While on the left hand, scientists are looking for just the tiniest bit of information, a word, a number, a sentence or a paragraph from some distant star to prove intelligent life exists, scientists on the right hand have discovered that DNA, which is right here on this planet, in every living cell, consists of four "letters", and is absolutely as much a Language, as German, English or Spanish!
CONCLUSION
There is a language, a language similar to human languages, which is embedded in every living thing, and it gives very intricate instructions to the cell concerning, reproduction, cell growth, formation, the exact timing of these processes and everything else concerning the cell.
It is proof that someone with infinitely higher technical ability than ourselves, is responsible for implanting a DNA message into the cell of everything alive in the universe which says "Hello, I am your Creator".

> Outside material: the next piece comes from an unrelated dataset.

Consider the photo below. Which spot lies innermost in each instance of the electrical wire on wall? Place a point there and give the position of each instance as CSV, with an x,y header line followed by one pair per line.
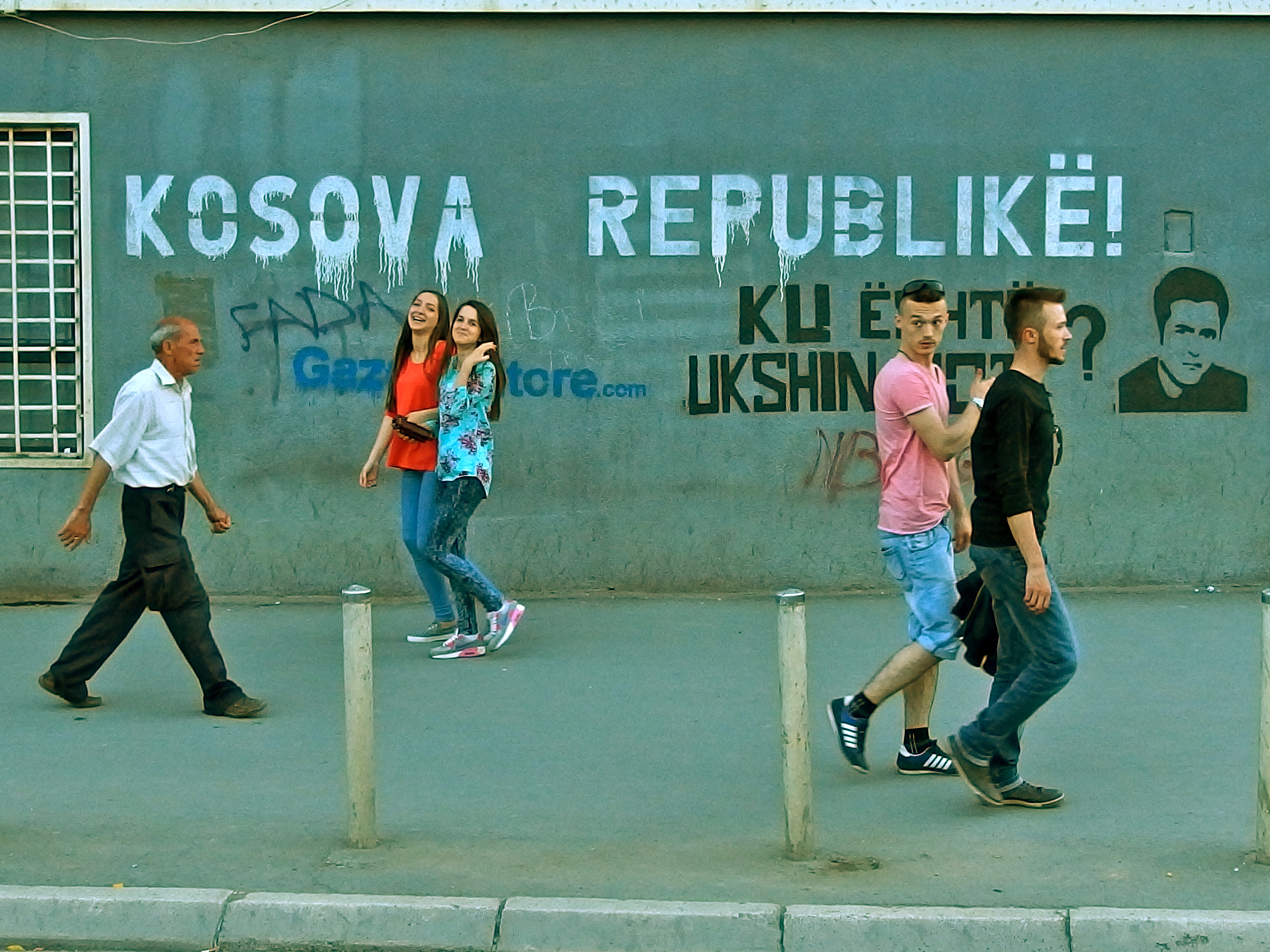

Yet many biologists (if aware) and other scientists who are blinded by science, and their A Priori adherence to naturalistic explanations of creation have decided that all this information has come about by natural means; i.e. it evolved completely by accident! This is entirely opposite the experience true science, not obscured by the "religious" faith and zeal of materialists, has observed. "Complex" artifacts of this type are artifacts of intelligence.
The precedent has been set. Even if someone should send them a message containing as much as an entire language, there can no longer be any assurance that the scientific community will recognize that as proof that the source isn't nature itself, just as they believe the case to be with DNA, the ultimate artifact.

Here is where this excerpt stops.